Sauk Centre City Hall is located at 320 Oak Street South, Sauk Centre, MN 56378.
Sauk Centre  was settled by the Dakota and Ojibwe hundreds of years ago as the narrows north of the City burgeoned into a popular encampment. The area was also the site of several battles between the tribes. Eventually, Sauk Lake became the dividing line between the two Native American nations. The first white settlers reached Sauk Centre in the late 1850's and the City soon became a trading center for those using the Red River Tails to reach the Red River Valley.

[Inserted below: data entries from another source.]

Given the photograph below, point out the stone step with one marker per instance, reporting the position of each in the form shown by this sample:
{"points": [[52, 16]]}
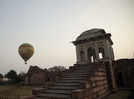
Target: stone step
{"points": [[64, 87], [76, 76], [55, 96], [72, 78], [65, 92], [76, 73], [67, 84]]}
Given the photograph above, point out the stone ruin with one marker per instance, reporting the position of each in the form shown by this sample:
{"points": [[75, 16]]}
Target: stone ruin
{"points": [[92, 75]]}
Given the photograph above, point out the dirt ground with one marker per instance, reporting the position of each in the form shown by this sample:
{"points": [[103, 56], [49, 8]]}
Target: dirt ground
{"points": [[15, 90]]}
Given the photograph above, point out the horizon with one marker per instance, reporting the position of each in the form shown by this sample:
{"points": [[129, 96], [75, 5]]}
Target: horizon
{"points": [[50, 26]]}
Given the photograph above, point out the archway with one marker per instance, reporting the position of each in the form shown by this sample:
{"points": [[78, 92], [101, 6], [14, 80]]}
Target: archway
{"points": [[101, 53], [91, 55], [82, 56]]}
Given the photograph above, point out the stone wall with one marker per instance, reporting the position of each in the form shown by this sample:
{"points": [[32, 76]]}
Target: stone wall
{"points": [[96, 87]]}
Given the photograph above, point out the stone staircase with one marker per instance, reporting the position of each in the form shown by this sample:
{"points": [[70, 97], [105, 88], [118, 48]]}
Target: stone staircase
{"points": [[72, 80]]}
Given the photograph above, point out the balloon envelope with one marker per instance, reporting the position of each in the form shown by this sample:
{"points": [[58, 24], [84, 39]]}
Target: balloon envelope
{"points": [[26, 51]]}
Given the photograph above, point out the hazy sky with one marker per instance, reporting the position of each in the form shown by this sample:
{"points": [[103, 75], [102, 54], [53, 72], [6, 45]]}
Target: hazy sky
{"points": [[51, 25]]}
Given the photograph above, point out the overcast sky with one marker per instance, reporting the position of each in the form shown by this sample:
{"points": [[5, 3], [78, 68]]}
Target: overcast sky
{"points": [[51, 25]]}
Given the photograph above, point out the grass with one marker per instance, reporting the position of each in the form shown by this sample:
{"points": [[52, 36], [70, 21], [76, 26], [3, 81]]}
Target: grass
{"points": [[15, 90]]}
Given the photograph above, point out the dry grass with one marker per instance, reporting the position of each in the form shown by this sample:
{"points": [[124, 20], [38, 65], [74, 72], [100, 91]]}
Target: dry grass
{"points": [[15, 90]]}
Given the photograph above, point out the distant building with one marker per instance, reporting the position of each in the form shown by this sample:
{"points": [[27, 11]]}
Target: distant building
{"points": [[124, 72], [36, 76]]}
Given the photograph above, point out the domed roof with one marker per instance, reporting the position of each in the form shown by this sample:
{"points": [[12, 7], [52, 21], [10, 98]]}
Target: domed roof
{"points": [[91, 33]]}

By the 1870's, the railroad had arrived and Sauk Centre became the meeting terminal for the Northern Pacific and Great Northern rail lines.
Industry and agriculture thrived during the latter half of the nineteenth century as lumber mills and flourmills, steam plants, foundries and manufacturers flourished. After the turn of the century, farming turned from wheat to dairy and produce. In 1920, native son Sinclair Lewis immortalized Sauk Centre in his novel Main Street. The novel described turn-of-the-century Sauk Centre and became a classic story about small-town America. The City remains noted for dairy and agricultural produce.
Full of natural distinctions, Sauk Centre features access to Big Sauk Lake, a general development public waterway; the Sauk River, an agricultural watercourse that winds through the City; and close proximity to the Fairy and Guernsey Chains of Lakes. In addition to rich soils and waterways, the City also features several historical sites. The boyhood home of Nobel Prize winning author Sinclair Lewis, the Palmer House Hotel, the Original Main Street Historic District (Main Street between South Eighth and North Third Streets) and the former Minnesota Home School for Girls Historic District (MN 302) are listed on the National Register of Historic Places.
Overall, the physical features of the City clearly provide a unique character, adding substantially to the existing desirable qualities of Sauk Centre. Additionally, the City's topographical features include very mild variations in elevation and soil content, creating an area conducive to urban development.